President Duterte has certainly made it clear that he is proud to be Filipino… re-defining the role of the Philippines in the world stage. In the pursuit of his foreign relations, he forges a path of fierce independence – unafraid to assert the sovereignty of the Philippines, yet willing to fashion new and historic ties with other nations. There is even a re-evaluation of the Philippines’ relationship with the U.S. Often, the Filipino goes to Washington, DC hat in hand. Not under this President. He has made it clear that he prefers a much more level playing field with America. With a shared history, it is hard to understand how Filipinos have been treated by the U.S. As shown by this same history, the U.S has not been fair to the Philippines. Once a U.S. territory, Filipinos then were American nationals. Nevertheless, Filipinos were treated as aliens under U.S. immigration laws. But precisely because they were American nationals, Filipinos had the duty to fight in World War II under the U.S. Armed Forces. Yet, Filipino soldiers of the American military were denied recognition as U.S. veterans at the end of the second world war. Even today, Filipino WW II veterans – what’s left of them, anyway – are still denied U.S. veterans’ benefits!

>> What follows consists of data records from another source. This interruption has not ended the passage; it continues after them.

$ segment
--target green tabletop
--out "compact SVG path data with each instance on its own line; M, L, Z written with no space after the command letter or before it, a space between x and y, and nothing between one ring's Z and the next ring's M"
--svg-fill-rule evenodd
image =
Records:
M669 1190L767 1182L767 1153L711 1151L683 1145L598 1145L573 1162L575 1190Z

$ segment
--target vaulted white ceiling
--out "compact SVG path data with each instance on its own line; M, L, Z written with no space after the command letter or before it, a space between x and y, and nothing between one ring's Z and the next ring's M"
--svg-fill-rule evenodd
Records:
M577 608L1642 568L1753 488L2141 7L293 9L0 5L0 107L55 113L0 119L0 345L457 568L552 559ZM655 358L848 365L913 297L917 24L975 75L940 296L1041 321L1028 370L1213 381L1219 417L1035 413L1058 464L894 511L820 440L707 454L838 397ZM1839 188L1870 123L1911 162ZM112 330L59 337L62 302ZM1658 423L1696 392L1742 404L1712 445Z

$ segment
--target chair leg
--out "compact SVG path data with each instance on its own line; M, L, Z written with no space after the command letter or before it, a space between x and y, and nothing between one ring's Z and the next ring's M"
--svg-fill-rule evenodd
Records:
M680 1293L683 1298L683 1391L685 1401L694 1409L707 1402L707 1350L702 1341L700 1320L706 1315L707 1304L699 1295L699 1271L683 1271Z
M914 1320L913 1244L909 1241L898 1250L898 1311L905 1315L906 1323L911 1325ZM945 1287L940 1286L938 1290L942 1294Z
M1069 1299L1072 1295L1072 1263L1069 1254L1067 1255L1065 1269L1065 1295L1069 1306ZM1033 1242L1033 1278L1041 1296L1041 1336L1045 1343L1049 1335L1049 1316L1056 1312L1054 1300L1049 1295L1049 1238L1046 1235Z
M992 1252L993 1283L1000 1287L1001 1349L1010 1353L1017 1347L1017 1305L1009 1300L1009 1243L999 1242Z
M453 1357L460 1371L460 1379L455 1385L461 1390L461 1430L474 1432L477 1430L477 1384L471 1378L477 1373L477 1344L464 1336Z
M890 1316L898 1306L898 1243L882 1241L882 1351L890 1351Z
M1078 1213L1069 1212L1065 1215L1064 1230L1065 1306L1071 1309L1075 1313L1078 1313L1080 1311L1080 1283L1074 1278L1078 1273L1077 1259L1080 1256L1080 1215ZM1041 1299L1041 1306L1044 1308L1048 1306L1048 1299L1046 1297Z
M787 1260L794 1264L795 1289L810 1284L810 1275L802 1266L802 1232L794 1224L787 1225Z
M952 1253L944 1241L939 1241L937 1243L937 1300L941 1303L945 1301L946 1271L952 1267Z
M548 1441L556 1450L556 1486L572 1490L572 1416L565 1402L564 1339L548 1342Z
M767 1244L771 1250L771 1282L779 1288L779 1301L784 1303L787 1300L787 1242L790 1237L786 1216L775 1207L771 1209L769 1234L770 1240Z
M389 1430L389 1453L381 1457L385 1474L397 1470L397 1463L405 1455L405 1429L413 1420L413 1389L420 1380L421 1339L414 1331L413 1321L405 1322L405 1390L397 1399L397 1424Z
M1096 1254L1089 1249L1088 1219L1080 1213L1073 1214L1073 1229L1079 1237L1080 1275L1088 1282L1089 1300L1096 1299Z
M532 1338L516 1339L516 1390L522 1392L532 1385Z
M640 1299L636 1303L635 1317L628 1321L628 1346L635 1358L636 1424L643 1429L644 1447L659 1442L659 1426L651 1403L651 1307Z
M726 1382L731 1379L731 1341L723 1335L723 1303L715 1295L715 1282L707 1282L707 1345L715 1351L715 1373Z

Many more aspects invite scrutiny – the Balangiga bells of Samar as war trophies, for instance; or how, when special immigration benefits were granted to children left behind by U.S. servicemen serving in Southeast Asia, only those in South Korea, Vietnam, Cambodia, Laos & Thailand were included – but children left in the Philippines were not! All these should be reason enough for the Philippines to make sure that in every agreement we have with the U.S., the Philippines is given fair and equal treatment. There is no reason, for instance, why the Philippines should waive jurisdiction over certain criminal acts under the Visiting Forces Agreement. The Philippines must be on equal footing to the United States, especially now with American military forces being present all over the country. Both parties have something to bring to the table. Such an agreement should grant the parties equal rights and responsibilities. Anything less would be fundamentally unfair.
If all these are achieved during his administration, then the promise that is President Duterte would have been well-kept.